Copper wiring is run underneath the trailer, and usually through holes drilled through metal members of the chassis. These are prime spots for electrical failure, as the constant vibration and motion of the trailer causes the insulation to wear against the metal of the trailer chassis. A short circuit results, and a fuse will blow in the towing vehicle.

Short circuits are prevented by protecting the wiring from rubbing against metal. Rubber grommets can be fit into the drilled holes to protect the wiring. Wiring secured with metal hangers cannot vibrate or move with trailer motion.

Sacrificial Trailer Connectors

The plug where the trailer attaches to a vehicle’s electrical system will receive wear and tear in normal trailer use, creating a need for repair and maintenance. A sacrificial connector can mitigate this problem.

A sacrificial connector is a small wire bundle with connectors at both ends. One end plugs into the trailer, and the other end into the vehicle. This wire and connector takes all of the wear and tear, and can be easily replaced without any rewiring. Short, pre-assembled cables are available in a variety of connector types, and work well for this purpose.

The Ground Wire

Nothing causes more electrical problems on a trailer than the grounds. Utility trailers typically make a ground electrical connection to the towing vehicle through the ball hitch, and this is usually reliable because of the constant wiping action within the hitch during towing removes any corrosion.

The problem usually occurs in the connections for individual lights to the chassis ground. These connections are often made by wrapping a wire around a screw which is inserted into the chassis Exposed connections are prime candidates for failure due to corrosion and vibration.

The solution is to make one very secure ground connection between the chassis and a ground wire.
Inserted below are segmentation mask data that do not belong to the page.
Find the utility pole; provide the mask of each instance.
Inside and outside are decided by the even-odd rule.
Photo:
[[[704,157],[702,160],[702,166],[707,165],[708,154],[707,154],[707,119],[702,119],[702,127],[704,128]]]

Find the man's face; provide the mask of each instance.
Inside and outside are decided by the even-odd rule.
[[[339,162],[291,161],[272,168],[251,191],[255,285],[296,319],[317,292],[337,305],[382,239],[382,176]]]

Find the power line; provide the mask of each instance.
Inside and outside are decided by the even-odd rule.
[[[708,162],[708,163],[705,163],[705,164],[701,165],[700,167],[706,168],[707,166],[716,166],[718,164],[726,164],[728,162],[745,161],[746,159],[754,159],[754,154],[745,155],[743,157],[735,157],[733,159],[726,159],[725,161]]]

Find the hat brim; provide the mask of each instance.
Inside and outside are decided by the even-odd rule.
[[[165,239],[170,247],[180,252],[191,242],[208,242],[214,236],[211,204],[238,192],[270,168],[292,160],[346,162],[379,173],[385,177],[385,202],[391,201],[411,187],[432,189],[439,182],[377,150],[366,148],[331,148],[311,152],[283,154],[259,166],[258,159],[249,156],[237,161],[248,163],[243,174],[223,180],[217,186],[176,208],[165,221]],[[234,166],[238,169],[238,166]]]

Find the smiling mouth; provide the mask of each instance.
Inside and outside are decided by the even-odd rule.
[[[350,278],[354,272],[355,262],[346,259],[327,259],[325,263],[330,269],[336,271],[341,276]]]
This connection should be made with a nut and bolt, with the wire anchored securely to bare chassis metal.. Coating the whole screw and exposed wire with a metal gripping epoxy will eliminate the risk of corrosion or loosening of the screw. This ground wire can them be routed to all the lights along with the other wires.

Wiring Standards

There are common standards for wire color used for trailers. While a trailer could be wired with every wire the same color, maintenance becomes much harder. Different wire colors allow quick and easy identification of individual wires. The use of standard colors allows other individuals to provide assistance in diagnosis and troubleshooting.
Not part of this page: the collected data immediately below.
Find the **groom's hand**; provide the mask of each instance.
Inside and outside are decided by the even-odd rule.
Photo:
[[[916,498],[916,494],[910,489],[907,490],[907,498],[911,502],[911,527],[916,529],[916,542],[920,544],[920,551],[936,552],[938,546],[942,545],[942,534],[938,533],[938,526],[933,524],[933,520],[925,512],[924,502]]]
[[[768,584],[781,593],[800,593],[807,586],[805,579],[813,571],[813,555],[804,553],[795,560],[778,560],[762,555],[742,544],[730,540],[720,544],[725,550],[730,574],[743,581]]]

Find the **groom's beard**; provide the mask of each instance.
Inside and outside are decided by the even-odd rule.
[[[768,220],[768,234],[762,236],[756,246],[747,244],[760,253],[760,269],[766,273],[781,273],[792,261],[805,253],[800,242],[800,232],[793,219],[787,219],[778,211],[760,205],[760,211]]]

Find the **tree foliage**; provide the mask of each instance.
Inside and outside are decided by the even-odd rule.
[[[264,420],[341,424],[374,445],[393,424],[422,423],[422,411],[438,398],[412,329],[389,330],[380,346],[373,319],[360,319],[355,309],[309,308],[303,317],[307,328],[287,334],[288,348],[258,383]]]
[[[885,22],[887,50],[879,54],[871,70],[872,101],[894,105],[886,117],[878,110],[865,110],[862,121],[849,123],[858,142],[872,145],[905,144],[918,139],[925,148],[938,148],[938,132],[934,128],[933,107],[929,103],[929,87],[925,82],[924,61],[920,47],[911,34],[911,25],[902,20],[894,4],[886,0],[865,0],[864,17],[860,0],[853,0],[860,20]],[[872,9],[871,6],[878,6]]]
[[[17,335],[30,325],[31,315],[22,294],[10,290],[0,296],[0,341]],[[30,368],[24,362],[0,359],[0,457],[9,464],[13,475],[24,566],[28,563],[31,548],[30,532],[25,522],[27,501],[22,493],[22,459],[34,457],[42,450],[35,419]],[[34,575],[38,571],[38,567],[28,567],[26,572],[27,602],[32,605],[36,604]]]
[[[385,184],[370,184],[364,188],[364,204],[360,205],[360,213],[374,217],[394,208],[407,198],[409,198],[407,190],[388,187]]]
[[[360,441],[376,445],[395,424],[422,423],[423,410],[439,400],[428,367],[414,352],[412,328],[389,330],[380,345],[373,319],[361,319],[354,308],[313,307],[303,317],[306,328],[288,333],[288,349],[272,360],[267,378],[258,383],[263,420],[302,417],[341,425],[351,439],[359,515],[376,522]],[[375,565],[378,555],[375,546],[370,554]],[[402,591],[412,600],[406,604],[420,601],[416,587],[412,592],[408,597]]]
Pre-assembled wiring harnesses are available from most trailer supply sources, and assure wiring conformance to standards.

Trouble Free Trailer Use is Possible

Careful selection of components and following the outlined procedures can reduce the number of trailer wiring problems. A utility trailer is a very unforgiving environment for electrical and metal components, but with minimal effort common problems can be eliminated.